Not all water is equal—at least not at the molecular level. There are two versions of the water molecule, para and ortho water, in which the spin states of the hydrogen nuclei are different. In the journal Angewandte Chemie, German researchers have now reported the successful separation of the two forms.
Spin is a quantum mechanical value that can be visualized as the intrinsic angular momentum of a particle rotating around its own axis. A hydrogen nucleus (proton) can adopt two different states, comparable to rotation clockwise and counterclockwise. In the case of water, the nuclear spins of the two—indistinguishable—protons can be combined in four different ways: one antisymmetric and three symmetric wavefunctions. Water adopting the antisymmetric wavefunction is called para water, whereas water adopting one of the symmetric ones is called ortho water. Because switching from one state to the other is “forbidden” due to quantum-mechanical symmetry rules, the two spin isomers cannot interconvert without external influences such as collisions.
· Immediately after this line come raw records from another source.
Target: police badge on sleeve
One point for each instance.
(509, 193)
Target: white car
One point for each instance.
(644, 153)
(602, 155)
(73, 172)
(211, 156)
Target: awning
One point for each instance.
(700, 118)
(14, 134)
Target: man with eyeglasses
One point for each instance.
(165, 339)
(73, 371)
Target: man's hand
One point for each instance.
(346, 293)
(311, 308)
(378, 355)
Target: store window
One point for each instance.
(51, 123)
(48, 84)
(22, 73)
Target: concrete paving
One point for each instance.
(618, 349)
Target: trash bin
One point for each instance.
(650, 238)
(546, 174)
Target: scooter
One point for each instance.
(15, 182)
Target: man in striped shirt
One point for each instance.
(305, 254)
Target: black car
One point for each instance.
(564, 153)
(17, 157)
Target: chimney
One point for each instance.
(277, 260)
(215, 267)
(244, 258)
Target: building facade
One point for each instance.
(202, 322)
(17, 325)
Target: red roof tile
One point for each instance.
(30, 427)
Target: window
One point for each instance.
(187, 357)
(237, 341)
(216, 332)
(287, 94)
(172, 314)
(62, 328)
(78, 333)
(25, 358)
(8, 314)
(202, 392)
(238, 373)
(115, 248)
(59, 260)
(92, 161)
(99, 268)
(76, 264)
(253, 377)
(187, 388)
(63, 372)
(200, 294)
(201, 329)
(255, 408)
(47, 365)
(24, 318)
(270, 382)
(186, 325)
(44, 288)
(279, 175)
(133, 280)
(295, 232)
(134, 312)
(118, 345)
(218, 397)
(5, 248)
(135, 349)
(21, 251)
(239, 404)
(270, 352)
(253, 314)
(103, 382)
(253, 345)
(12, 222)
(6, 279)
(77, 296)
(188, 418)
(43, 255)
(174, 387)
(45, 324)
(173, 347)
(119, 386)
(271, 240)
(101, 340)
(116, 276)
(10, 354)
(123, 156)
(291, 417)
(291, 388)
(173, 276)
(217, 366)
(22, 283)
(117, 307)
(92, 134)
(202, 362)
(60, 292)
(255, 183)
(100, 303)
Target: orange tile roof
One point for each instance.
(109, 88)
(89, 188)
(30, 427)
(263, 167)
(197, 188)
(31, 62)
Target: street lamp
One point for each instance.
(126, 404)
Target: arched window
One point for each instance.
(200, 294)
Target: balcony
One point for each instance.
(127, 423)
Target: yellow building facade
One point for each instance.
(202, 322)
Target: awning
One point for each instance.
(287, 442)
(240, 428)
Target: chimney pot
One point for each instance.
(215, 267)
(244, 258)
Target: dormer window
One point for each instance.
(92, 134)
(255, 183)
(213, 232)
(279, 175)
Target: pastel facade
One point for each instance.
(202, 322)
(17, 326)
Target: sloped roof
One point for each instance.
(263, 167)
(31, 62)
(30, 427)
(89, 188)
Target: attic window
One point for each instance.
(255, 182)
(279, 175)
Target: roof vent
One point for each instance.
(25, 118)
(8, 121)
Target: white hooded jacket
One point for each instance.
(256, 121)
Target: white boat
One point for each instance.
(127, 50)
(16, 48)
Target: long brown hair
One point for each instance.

A team at the Center for Free Electron Laser Science (DESY and University of Hamburg) led by Jochen Küpper and Daniel Horke has now successfully separated the two spin isomers and prepared isolated, highly pure samples of para and ortho water.
The challenge was to “freeze” the spin states by diluting single water molecules to such an extent that they could no longer collide with each other. To achieve this, the researchers use a noble gas high-pressure chamber charged with one droplet of water. When the chamber’s pulse valve is opened, the mixture shoots into a vacuum chamber at supersonic speeds, cooling rapidly due to the extremely fast expansion. This results in a focused beam of very cold water molecules that are so far from each other that they cannot induce a spin flip in each other.
For the separation, the researchers made use of the fact that para and ortho water molecules do not have the same quantum states. In a strong inhomogeneous electric field, the accelerated water molecules are deflected from their flight path by a different amount depending on their quantum state.
Possible applications for spin-pure water extend to many fields. Astrophysicists have determined that the ratio of ortho water to para water in interstellar ice is different from what is expected. Spin-pure water could enable revealing laboratory experiments. Techniques such as nuclear magnetic resonance spectroscopy (NMR) could benefit as their sensitivity could be increased by the use of para water in the hydration shells of proteins, improving the determination of their structure.